Recently a child in our community died when they were left in the car for several hours when the outside temperature was in excess of 80F. This tragic accident is not the first time I’ve heard of children being left in cars during temperature extremes. Unfortunately in the fast paced world we live in with hectic schedules and constant distraction, it probably won’t be the last either. There are numerous aides that parents can employ to help remind them that their young children are in the car. Establishing a routine, placing your bag or phone in front of the child’s seat, and setting reminders on your phone are just a few of the ideas that regularly come up. While technology alone cannot solve the problems of human error and distraction, this is an area that I feel it could provide significant impact.

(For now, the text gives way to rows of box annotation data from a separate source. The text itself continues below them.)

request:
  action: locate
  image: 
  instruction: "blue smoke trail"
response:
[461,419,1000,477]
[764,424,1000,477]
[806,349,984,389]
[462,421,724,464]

Today’s cars are outfitted with myriad sensors and automated controls. Power windows, power door locks, alarm systems, weight sensors for airbag activation, door ajar sensors, temperature sensors for automatic climate control, and even motion or radar sensors for alarm systems in some convertibles. The equipment is present to provide several different types of solutions to the problem of children or pets being left in cars during temperature extremes.

Type I – Early Warning/Reminder Systems

The best solution is to prevent the child, pet, elderly, or disabled individual from being left in the car in the first place. Several concepts that could be applied here:

  • Unique alarm, tones, or spoken word (such as from the navigation system) reminding the driver that a rear occupant has been detected when they remove the key from the ignition.
  • Unique alarm or tones when locking the doors and/or arming the security system on a car when a rear occupant is detected. Many cars will sound a continuous tone when the owner attempts to lock the doors with the key fob if a door is ajar or the lights are left on. In much the same way, a tone could be sounded if a rear occupant is still in the car.

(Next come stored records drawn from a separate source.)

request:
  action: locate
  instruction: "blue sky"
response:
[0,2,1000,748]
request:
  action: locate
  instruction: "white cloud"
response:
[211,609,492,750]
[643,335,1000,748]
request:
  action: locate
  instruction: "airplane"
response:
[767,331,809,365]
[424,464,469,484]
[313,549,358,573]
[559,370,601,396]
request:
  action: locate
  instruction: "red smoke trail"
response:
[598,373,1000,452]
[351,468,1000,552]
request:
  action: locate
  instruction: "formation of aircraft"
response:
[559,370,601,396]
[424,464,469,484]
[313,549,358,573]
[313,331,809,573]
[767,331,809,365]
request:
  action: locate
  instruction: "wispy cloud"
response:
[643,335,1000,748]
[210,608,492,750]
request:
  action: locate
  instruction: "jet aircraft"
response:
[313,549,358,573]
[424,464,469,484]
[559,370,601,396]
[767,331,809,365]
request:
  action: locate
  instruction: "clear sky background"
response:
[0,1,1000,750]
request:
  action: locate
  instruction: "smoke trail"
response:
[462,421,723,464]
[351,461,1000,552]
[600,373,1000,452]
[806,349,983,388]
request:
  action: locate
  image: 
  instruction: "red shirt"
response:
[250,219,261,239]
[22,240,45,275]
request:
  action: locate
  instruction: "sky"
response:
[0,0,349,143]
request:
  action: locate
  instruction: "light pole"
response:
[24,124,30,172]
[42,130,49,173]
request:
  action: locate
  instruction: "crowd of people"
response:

Type II – Notification Systems

The next class of solution is to notify others of the potential danger after certain conditions are met. For instance, trigger conditions could include such things as timers, internal temperature sensor data, rear occupant weight sensors, and/or motion sensors. When a potentially dangerous situation is detected, the car could alert others in one of the following ways:

  • Sounding a unique alarm or tone. It is imperative that this tone be easily distinguishable from the normal alarm sounds that so many of us have become immune to due to false alarms. Ideally it would be a pattern that would be agreed upon by all car manufacturers such that it would become the ‘universal signal’ for an at risk occupant locked in a car.
  • In cars equipped with remote monitoring and communication systems, such as GM’s OnStar, notifications could be sent to the owner’s email, smart phone, or even local authorities including GPS coordinates and internal temperature readings.

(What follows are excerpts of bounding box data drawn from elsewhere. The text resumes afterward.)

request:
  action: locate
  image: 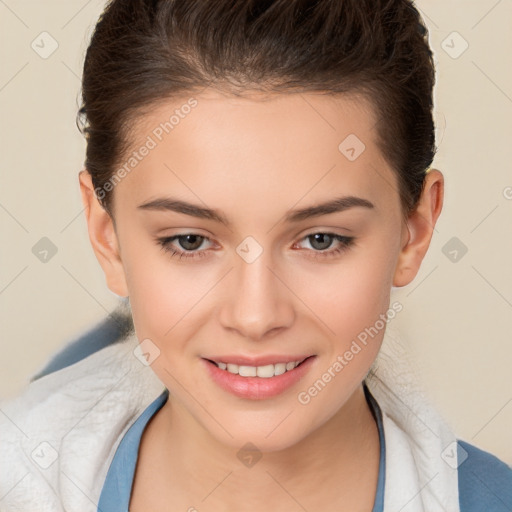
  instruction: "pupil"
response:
[180,235,202,251]
[312,233,331,250]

Type III – Risk Mitigation Systems

The final class of solution would seek to reduce the threat to the at-risk occupant. Once trigger conditions were meet, the car could respond in one or more of the following ways:

  • Opening all the windows partially
  • Turning on the car’s HVAC fan

These are just some ideas I thought of in a single sitting after hearing of this tragic story on the news. Certainly the engineers in the automotive industry who can design automatic transmissions, hybrid and plug-in power trains, integrated navigation and infotainment systems, and 100HP/L+ engines can greatly improve on this. I realize that there are significant financial, legal, and technical hurdles that must be overcome to take an idea like this into production. However, I think effective solutions can be implementing using one or more of the classes of systems above in a cost effective manner. Car manufacturers could partner with one another to offset design, component, and integration costs. Many of the necessary components are already present in modern cars thus reducing incremental costs. Finally, much like many other new and innovative systems, they could be targeted to specific vehicle classes or models (minivans, SUVs) initially and offered on higher margin trim levels and/or as additional cost options. As the systems mature and the costs come down, they could then be trickled down to other vehicles.